12. THEIR MANAGER WAS AGAINST RELEASING SINGLES.
In the case of “Whole Lotta Love,” the original 5:33 running time was cut to a 3:12 single for radio play by Atlantic Records. Page listened to the single version once and hated it so much that he never listened to that version again. In the United Kingdom, where the band and their manager Peter Grant had the most authority over their releases, their first single was in fact “Whole Lotta Love.” In 1997. The run time on the 1997 UK single was 4:50.
13. THEY WERE J.R.R. TOLKIEN FANS.
“Ramble On” paraphrased a Tolkien poem in its opening lines, and of course referenced Mordor and Gollum in its second verse. “Misty Mountain Hop” was named after a place in The Hobbit, and most fans agree that “The Battle of Evermore” is filled with references to The Lord of the Rings and The Return of the King.
14. PLANT WROTE "GOING TO CALIFORNIA" ABOUT JONI MITCHELL.
Plant was “in love” with the Canadian songwriter. He also wrote of his worry about working in the state that goes through earthquakes. There was a minor earthquake while mixing the untitled fourth Zeppelin album, which featured the song in question.
15. THEY HAD THEIR OWN AIRPLANE.
The band purchased “The Starship” for $30,000 for a portion of their 1973 U.S. Tour. It was the first Boeing 720-022 ever built. It included a main cabin with seats and tables, revolving arm chairs, a 30-foot long couch, a bar with an electronic organ built into it, a TV set, a video cassette player, a den with a low couch and floor pillows, and a bedroom with a white fur bedspread and a shower room. The band also used “The Starship” for their entire 1975 tour across America, which cost them $2500 per hour, or $5 per mile. Bonham once flew the plane from New York to Los Angeles, according to Peter Grant. Bonham did not have a license to do such a thing.

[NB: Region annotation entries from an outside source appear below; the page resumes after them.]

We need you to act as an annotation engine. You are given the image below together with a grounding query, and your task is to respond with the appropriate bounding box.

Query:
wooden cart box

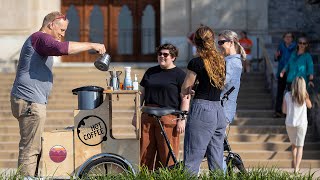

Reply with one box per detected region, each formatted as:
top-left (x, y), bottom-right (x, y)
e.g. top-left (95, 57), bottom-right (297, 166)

top-left (42, 91), bottom-right (141, 175)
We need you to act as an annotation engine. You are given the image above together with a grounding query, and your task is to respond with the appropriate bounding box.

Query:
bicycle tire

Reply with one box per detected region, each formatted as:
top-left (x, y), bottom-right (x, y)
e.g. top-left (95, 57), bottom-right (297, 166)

top-left (79, 157), bottom-right (131, 179)
top-left (226, 153), bottom-right (247, 175)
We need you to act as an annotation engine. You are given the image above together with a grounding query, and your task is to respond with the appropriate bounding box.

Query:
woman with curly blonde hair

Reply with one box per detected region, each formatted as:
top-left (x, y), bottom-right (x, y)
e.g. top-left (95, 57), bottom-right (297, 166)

top-left (181, 26), bottom-right (227, 174)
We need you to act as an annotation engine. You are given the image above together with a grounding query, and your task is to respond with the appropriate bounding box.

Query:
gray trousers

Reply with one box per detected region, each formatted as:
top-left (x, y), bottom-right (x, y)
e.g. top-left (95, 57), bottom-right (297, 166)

top-left (184, 99), bottom-right (227, 175)
top-left (11, 96), bottom-right (46, 176)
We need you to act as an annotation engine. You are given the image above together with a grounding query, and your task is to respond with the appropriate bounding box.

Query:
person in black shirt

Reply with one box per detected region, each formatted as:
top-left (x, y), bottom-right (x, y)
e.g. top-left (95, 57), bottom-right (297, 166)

top-left (140, 44), bottom-right (190, 170)
top-left (181, 26), bottom-right (227, 174)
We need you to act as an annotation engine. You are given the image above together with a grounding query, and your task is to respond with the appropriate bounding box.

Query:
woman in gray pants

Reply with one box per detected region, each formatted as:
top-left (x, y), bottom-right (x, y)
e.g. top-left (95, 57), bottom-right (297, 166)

top-left (181, 26), bottom-right (227, 175)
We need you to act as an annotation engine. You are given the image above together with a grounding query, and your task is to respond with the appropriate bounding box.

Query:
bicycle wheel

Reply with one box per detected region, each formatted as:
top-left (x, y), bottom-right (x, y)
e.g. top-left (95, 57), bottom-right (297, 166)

top-left (226, 153), bottom-right (247, 175)
top-left (79, 157), bottom-right (131, 179)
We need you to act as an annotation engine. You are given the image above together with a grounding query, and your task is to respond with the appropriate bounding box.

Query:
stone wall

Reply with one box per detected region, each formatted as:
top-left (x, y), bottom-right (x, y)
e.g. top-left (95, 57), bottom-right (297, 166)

top-left (161, 0), bottom-right (268, 62)
top-left (268, 0), bottom-right (320, 39)
top-left (0, 0), bottom-right (60, 71)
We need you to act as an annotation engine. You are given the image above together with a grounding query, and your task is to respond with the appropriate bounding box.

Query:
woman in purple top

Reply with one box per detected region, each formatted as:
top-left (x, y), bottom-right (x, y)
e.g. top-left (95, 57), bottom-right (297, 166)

top-left (10, 12), bottom-right (106, 176)
top-left (274, 32), bottom-right (297, 118)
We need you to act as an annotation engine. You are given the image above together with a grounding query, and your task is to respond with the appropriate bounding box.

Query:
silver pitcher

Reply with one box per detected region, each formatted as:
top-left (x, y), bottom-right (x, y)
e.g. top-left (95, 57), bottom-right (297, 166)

top-left (109, 70), bottom-right (122, 90)
top-left (94, 53), bottom-right (111, 71)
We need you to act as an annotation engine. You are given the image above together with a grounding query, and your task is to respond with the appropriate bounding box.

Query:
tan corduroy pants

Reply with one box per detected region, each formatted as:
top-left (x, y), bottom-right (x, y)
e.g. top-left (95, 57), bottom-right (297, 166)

top-left (140, 113), bottom-right (180, 170)
top-left (10, 96), bottom-right (46, 176)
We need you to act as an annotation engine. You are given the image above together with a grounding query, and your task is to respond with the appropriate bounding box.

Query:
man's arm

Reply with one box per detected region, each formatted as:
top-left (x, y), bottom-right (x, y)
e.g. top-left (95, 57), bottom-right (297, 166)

top-left (68, 41), bottom-right (106, 54)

16. PAGE HAD TROUBLE NAILING THE "STAIRWAY TO HEAVEN" GUITAR SOLO.
Just like every aspiring guitarist when they first learn the song, Page had some trouble. John Paul Jones tried to help Page when he noticed that his bandmate began to look concerned when he kept not getting it right at the studio by telling him, “You’re making me paranoid!” “You’re making *me* paranoid!,” Page retorted. The two then laughed, and the solo was nailed a few takes later.
The song became legendary, and Plant wasn’t comfortable with that. In 1988 the singer said, “I'd break out in hives if I had to sing that song in every show. I wrote those lyrics and found that song to be of some importance and consequence in 1971, but 17 years later, I don't know. It's just not for me.”
17. PLANT RECORDED AN ALBUM IN A WHEELCHAIR.
Presence was recorded in 18 days in Munich, Germany. Plant had been in a car crash in Greece previously. Page explained to The Guardian, “Robert was really keen to do the recording, and we all were, because there wasn’t anything else that we could do.” Plant recalled a failed attempt to move on crutches at the studio where he took a fall. Page ran from the control room to pick him up. “He was like an Olympic athlete!,” Plant exclaimed. “ I’d never seen him move so fast in my life!”
18. JOHN BONHAM DIED AFTER DRINKING THE EQUIVALENT OF 40 VODKA SHOTS.
On September 24, 1980, the band rehearsed for their upcoming tour. Bonham drank there before drinking double vodkas at Page’s house (not Crowley’s former home) then passing out. He was placed in a spare bedroom. The next afternoon, Jones and Robert Plant’s assistant Benji LeFevre found Bonham dead. The coroner's report stated that he had the equivalent of 40 shots of vodka in his system.